What is obscured by the Governor's usual arrogance and assumption that he is smarter than the electorate is that K-12 public education will have some $95 million in cuts during this two-year budget cycle and that the state university and college system would have its budget reduced by some 32.7 million dollars. The appropriation reduction would require the suspension of searches for 55 faculty and classified positions, reduction of already under-funded operating budgets, elimination of library book acquisitions, elimination of equipment replacement, elimination of applied research initiatives, deference of network upgrades and maintenance, and other actions that University of Nevada Chancellor Jim Rogers has called "devastating."
I don't find it terribly surprising that Gibbons, who seems to revel in his own ignorance, would cut funding for education in our state which consistently ranks near the bottom nationally in quality measures. He has set up his plan in a way that avoids the need for legislative action, caught the Legislature's leadership, particularly Democratic leadership off guard, and can pretty well rely on the national campaigns to distract Nevadans from what he is doing.
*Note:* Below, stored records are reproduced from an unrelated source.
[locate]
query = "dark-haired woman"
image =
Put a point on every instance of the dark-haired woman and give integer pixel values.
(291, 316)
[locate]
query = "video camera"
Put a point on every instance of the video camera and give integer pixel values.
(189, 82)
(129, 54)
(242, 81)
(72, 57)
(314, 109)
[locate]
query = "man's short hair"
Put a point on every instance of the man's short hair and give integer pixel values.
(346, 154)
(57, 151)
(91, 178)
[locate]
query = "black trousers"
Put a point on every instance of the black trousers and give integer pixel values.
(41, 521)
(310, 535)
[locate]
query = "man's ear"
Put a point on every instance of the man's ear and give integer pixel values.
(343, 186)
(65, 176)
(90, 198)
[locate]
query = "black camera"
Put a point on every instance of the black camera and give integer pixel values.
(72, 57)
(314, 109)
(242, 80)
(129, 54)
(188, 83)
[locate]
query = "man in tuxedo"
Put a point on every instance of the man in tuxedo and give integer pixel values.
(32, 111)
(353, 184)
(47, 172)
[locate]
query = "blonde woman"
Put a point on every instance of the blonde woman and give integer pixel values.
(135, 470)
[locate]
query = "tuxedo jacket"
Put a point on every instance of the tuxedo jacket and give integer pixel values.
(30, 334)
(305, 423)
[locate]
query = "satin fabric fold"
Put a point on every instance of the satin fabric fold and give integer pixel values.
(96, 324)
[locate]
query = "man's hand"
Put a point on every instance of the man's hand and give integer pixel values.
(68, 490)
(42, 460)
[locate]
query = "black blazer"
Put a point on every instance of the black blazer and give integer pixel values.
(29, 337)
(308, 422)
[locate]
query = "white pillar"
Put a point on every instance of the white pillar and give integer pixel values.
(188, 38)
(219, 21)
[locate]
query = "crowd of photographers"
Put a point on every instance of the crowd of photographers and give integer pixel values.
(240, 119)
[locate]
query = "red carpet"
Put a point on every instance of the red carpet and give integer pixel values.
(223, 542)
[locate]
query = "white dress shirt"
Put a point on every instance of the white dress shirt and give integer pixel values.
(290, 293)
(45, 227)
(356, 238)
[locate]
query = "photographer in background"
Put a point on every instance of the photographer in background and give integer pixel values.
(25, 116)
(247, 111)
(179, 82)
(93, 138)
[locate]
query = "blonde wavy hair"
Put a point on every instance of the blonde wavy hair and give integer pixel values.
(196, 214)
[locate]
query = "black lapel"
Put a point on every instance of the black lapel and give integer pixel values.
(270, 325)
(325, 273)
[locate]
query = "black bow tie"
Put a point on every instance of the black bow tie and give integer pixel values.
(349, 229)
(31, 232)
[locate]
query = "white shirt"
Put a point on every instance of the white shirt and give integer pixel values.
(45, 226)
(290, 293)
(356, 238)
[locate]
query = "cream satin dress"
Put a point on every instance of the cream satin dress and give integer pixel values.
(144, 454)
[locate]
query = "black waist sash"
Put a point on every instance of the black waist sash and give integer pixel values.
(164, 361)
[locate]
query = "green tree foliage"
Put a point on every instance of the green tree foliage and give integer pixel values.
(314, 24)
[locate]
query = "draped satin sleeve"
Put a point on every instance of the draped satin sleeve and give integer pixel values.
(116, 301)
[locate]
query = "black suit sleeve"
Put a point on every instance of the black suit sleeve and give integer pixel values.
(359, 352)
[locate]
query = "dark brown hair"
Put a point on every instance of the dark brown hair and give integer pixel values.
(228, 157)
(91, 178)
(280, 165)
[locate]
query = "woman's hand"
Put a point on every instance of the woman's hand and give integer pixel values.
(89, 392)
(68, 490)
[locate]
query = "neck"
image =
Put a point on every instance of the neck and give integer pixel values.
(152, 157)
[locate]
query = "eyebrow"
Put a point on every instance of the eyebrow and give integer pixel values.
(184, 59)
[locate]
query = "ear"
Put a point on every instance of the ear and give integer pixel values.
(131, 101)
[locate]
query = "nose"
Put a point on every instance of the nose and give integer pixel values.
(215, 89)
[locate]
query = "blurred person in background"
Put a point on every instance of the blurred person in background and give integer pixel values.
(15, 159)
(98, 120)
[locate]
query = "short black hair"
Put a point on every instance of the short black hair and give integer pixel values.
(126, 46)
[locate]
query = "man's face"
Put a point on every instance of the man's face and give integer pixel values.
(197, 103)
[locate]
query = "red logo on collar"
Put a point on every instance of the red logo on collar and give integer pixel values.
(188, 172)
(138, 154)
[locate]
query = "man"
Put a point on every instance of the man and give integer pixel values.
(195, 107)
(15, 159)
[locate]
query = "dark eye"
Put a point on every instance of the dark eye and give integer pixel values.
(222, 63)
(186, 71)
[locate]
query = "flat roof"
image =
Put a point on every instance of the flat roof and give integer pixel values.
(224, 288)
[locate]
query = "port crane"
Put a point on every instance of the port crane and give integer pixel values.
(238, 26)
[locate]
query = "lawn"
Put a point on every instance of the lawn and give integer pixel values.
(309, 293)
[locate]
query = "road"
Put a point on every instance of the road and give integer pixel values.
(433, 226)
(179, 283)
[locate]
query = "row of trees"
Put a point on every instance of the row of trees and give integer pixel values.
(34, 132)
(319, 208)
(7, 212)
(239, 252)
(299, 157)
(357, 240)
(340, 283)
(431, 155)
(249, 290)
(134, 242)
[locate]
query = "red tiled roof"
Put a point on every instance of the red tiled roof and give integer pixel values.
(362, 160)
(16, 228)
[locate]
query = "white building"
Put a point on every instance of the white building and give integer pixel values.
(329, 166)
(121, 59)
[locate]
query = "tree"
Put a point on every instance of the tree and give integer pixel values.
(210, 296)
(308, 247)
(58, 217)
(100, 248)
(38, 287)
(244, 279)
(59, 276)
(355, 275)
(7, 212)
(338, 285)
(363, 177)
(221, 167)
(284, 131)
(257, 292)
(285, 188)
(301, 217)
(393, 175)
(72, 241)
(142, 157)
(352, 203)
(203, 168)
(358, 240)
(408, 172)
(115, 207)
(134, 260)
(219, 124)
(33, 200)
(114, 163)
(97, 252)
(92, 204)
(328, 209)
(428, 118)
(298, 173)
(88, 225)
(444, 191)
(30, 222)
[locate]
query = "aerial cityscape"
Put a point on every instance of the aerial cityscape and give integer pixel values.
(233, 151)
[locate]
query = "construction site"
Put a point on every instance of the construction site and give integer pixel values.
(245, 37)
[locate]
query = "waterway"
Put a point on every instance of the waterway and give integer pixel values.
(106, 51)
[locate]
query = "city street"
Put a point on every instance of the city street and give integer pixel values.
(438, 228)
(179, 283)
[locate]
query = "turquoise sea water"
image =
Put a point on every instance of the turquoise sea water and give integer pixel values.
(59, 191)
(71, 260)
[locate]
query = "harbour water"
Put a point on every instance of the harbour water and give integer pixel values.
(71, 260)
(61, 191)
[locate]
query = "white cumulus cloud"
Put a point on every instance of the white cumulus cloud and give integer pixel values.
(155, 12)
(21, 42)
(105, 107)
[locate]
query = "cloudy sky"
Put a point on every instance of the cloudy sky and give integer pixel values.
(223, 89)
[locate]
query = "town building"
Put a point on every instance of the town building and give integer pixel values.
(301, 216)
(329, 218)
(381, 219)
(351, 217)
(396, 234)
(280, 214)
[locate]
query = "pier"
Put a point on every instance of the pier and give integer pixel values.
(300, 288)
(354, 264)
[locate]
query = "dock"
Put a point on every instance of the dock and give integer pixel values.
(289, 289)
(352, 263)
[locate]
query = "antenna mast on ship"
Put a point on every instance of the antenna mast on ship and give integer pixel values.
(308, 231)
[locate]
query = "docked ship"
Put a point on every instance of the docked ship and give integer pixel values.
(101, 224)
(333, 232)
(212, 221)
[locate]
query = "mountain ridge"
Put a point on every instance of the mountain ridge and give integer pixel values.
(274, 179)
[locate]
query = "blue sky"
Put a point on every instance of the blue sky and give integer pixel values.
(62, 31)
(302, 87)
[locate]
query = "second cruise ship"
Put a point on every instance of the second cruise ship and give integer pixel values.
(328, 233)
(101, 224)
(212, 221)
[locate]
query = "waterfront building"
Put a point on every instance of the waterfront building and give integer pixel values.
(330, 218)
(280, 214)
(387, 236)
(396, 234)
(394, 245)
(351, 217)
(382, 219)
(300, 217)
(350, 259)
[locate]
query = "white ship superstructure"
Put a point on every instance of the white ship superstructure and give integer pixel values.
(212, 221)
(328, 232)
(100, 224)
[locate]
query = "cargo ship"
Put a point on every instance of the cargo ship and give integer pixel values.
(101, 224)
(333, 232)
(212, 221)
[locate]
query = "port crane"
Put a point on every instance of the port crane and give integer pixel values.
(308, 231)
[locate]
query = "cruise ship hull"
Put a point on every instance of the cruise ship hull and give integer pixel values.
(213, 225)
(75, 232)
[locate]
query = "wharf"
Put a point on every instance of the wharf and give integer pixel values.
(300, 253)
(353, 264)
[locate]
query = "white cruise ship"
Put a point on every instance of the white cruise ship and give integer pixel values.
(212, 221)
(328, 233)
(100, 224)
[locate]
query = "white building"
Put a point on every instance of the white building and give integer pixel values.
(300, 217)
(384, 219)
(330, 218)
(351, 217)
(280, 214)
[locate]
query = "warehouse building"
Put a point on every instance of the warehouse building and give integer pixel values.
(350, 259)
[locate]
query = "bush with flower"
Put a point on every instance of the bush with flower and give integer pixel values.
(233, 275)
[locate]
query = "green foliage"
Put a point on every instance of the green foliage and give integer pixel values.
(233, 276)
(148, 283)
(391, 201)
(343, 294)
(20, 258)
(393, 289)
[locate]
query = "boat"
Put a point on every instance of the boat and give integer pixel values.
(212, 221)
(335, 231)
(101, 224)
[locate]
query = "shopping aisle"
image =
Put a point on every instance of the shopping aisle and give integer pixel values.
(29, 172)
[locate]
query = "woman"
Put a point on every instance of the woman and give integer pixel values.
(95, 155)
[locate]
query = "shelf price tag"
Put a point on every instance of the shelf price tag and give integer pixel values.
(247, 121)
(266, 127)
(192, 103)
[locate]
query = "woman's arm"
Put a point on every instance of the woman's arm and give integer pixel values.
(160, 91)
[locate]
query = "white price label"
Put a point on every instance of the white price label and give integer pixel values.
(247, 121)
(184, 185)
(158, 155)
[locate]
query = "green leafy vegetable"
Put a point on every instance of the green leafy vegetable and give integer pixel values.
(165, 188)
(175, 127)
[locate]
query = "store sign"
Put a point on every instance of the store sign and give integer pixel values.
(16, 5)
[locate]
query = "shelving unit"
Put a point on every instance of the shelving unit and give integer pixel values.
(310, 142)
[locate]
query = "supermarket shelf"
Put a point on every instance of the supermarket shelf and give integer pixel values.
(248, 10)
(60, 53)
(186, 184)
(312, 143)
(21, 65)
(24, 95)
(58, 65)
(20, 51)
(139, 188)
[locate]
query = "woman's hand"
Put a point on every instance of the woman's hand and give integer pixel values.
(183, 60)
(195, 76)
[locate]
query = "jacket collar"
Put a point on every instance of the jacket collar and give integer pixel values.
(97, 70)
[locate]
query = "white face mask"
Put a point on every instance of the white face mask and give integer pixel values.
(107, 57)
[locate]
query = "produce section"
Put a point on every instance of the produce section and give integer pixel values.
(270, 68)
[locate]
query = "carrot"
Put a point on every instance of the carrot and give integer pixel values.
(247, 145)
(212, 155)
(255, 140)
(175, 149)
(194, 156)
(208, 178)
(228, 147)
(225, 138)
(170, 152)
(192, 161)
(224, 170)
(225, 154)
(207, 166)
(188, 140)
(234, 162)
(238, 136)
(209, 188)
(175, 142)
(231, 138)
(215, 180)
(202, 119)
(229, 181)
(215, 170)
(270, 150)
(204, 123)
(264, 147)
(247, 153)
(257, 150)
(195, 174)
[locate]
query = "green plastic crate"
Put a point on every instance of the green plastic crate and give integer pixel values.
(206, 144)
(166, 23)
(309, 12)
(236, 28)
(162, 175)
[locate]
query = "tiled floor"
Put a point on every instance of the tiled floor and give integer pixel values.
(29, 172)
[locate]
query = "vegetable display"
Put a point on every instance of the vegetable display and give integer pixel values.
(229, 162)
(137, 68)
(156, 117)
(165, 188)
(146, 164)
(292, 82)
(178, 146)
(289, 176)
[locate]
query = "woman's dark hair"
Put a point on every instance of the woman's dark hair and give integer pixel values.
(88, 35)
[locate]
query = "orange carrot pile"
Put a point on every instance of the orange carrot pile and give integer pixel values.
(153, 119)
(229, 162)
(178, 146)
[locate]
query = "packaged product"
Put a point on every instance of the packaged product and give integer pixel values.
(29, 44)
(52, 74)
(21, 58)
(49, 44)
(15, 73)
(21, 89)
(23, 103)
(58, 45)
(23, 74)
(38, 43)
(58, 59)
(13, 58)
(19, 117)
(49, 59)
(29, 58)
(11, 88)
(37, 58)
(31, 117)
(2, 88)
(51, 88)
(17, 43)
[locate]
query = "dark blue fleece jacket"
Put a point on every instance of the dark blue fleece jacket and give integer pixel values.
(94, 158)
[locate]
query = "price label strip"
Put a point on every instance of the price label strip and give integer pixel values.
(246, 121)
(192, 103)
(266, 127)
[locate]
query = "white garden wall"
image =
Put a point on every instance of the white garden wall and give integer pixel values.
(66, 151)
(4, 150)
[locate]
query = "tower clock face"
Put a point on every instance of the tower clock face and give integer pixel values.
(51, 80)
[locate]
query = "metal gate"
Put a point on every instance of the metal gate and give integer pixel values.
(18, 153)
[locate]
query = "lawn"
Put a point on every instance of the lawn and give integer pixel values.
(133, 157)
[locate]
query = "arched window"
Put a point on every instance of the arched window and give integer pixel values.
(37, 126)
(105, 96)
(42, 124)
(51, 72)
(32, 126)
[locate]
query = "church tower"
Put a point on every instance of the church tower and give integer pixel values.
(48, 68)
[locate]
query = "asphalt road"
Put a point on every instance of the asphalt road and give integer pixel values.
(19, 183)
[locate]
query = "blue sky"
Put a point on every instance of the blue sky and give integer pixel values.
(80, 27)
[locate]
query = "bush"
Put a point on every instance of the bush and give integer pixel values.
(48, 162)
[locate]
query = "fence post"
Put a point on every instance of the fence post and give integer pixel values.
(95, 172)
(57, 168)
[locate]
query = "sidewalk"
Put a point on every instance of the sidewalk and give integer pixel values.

We should not be distracted.
It is patent insanity to cut education spending in a state that, according to Education Week ranks 43rd nationally in "chances for success" for its children and 44th in K-12 educational performance, and insulting to the intelligence of the electorate to assert, as Gibbons did, that much of the reduction mandates can be met by postponing construction projects.
It's possible that the worst case will not be realized, but the state's estimate of the shortfall has gone up from $286 million to $440 million and assumes that the current slump in key revenue sources, particularly sales taxes, will continue. Given the direction of the national economy under the current administration, that assumption seems likely to be true. I can't think of a stupider response to worsening economic conditions than to cut back on education in a state that is already in a league with some of the most backward parts of the country – Nevada's economic future lies in attracting new businesses and professionals to the state, and one of the key factors in attracting those is the quality of education. If we want to be a backward state known for gambling, prostitution, and recreation rather than being known as a great place to live, Governor Gibbons seems to be taking us in the right direction.
Don't let the national clamor distract you from what this incompetent governor is trying to do in furthering his political ambitions.